First, though, the breaking news involving Supreme Court nominee Brett Kavanaugh and disturbing new details about alleged sexual abuse. "The Washington Post" is reporting that an accuser who previously wanted to remain anonymous is now coming forward to tell her very personal story.

Supreme Court reporter Ariane De Vogue is joining us from Washington. Boris Sanchez is at the White House, also with us, CNN legal analyst Shan Wu. Ariane I want to start with you. What are we learning about this accuser and what she says happened to her?

ARIANE DE VOGUE, CNN SUPREME COURT REPORTER: Right, Ana. This woman has come forward publicly accusing Supreme Court nominee Brett Kavanaugh of assaulting her at a party more than 30 years ago when they were both in high school. According to "The Washington Post," the woman's name is Christine Blasey Ford. She's a professor at Palo Alto University.

It's worth noting that Brett Kavanaugh has vehemently denied her allegation. On Friday, he issued a statement saying, I categorically and unequivocally deny this allegation. I did not do this back in high school or at any time.

But in "The Washington Post," the woman said that she attended a party in suburban Maryland back in 1982, and Kavanaugh and his friend were there. She said they were stumbling drunk. She alleges she was corralled into a bedroom, and at one point, he tried to take her clothes off. He put his hand over her mouth. She said, I thought he might inadvertently kill me.

He was trying to attack me and remove my clothing. She tells "The Washington Post" she was able to escape the room, but she only shared the details of these years later in 2012 with a therapist and her husband. According to the article, the husband recalls his wife using Kavanaugh's name, but the therapist notes, which have been reviewed by "The Washington Post," do not mention him.

And it's also worth noting that the other man, who was then a teen, who was in the article, he has told another publication that he had no memory of this and never saw Brett Kavanaugh acting that way, Ana.

CABRERA: Ariane, "The Washington Post" says Ford decided that it is her story and so if it's going to be told, she wants to be the one to tell it, but why now?

DE VOGUE: Well, we've seen the letter. We've seen -- at least heard about the letter that she sent Dianne Feinstein. And keep in mind, Ana, this letter was sent back in July, before the hearings, before any time that Feinstein got to meet with her. And in that letter, she suggests that it's difficult to come forward, but she felt that this was important as a citizen. It was important for her to come forward.
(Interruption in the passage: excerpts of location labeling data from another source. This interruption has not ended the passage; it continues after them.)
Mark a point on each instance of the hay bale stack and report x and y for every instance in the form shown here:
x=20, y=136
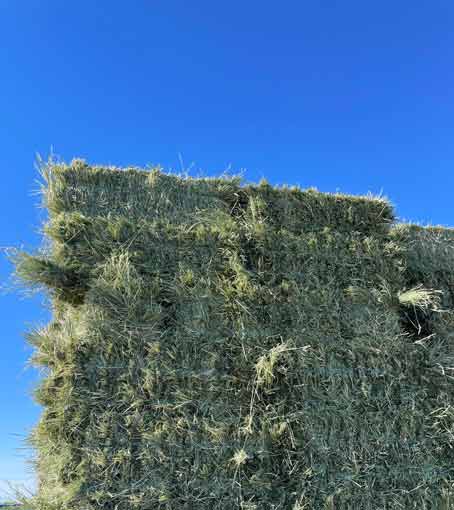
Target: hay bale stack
x=222, y=346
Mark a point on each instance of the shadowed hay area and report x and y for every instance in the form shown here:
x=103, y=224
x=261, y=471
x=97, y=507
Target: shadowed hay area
x=216, y=345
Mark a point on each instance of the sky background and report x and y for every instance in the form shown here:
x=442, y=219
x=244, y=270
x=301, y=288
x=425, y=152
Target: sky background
x=347, y=96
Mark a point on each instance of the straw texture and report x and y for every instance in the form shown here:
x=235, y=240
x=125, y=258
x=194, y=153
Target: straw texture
x=216, y=345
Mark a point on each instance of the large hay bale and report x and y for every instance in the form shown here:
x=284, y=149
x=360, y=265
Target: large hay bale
x=222, y=346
CABRERA: And s I read "The Washington Post" article, it also sounds like she was concerned about some of the details that had leaked out not being completely accurate, so she wanted to make sure her story was told in the way she remembered it. Boris, I'm curious if the White House is responding to this.
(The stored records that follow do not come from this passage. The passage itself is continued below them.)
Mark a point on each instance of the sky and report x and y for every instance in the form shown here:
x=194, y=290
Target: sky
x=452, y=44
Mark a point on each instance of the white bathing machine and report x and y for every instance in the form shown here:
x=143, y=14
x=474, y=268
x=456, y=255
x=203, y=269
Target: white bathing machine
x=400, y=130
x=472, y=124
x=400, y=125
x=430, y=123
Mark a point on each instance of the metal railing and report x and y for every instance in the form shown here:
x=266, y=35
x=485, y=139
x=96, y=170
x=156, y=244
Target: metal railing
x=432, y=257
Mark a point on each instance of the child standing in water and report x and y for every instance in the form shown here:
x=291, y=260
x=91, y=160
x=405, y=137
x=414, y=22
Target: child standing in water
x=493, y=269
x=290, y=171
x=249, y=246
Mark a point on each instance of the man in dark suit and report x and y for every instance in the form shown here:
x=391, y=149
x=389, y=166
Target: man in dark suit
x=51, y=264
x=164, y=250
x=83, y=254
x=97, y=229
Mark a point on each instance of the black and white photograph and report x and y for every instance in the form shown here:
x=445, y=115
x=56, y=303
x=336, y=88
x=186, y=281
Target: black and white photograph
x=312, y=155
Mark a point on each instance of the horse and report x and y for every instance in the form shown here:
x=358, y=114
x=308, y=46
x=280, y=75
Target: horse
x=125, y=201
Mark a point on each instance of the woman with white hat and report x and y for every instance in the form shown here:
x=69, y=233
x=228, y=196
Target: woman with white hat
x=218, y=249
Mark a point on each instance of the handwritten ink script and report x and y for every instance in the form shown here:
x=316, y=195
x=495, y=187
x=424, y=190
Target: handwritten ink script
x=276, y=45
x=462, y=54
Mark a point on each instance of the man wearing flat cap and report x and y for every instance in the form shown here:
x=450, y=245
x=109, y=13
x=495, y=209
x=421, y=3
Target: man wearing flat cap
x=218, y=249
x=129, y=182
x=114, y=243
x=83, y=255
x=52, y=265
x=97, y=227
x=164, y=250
BORIS SANCEZ, CNN WHITE HOUSE CORRESPONDENT: Hey there, Ana. Yes, the White House singing the same old song, repeating a statement that they had put out several days ago before Christine Blasey Ford came forward with her name on the record to "The Washington Post." I'll get to the exact response from the White House in just a moment.
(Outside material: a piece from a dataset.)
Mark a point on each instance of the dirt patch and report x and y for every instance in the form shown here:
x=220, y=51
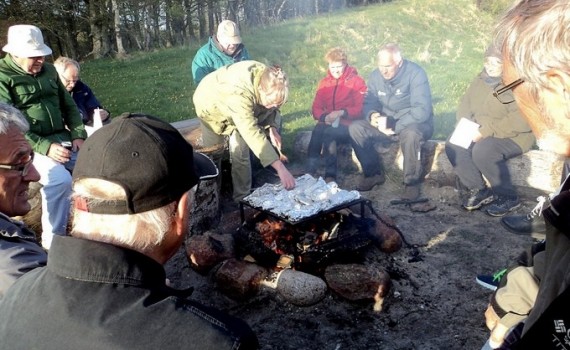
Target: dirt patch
x=434, y=302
I did want to point out, as I'm speaking to you, we just got a response from Senator Lindsey Graham weighing in and this is really unique. Lindsey Graham saying that though he sympathizes with the statement put out by the judiciary committee in which several Republicans stated sort of doubt about why Democrats were bringing this up now, if Senator Dianne Feinstein had that letter from Blasey Ford back in July.

He does say, quote, "If Miss Ford wishes to provide information to the committee I would gladly listen to what she has to say." He's essentially offering Mrs. Ford the opportunity to testify before the Senate Judiciary Committee about this encounter that she alleges that she had with Brett Kavanaugh when they were both in high school.

Getting back to the White House response now, I noted that Deputy Press Secretary Raj Shah essentially just pointed to a statement that the White House had put out several days ago, what Ariane just read, where Judge Kavanaugh says that he categorically and unequivocally denies that any of this ever happened, whether at high school or any other point in his life.

[17:05:13] President Trump has been uncharacteristically quiet on twitter. He has not weighed in on this all weekend, even now after "the Washington Post" published the story. I do want to point to previous reporting by CNN, just something to keep in mind. On other occasions when people close to President Trump, whether people that he has endorsed like Alabama senate candidate Roy Moore or someone with close ties to the RNC, Steve Winn.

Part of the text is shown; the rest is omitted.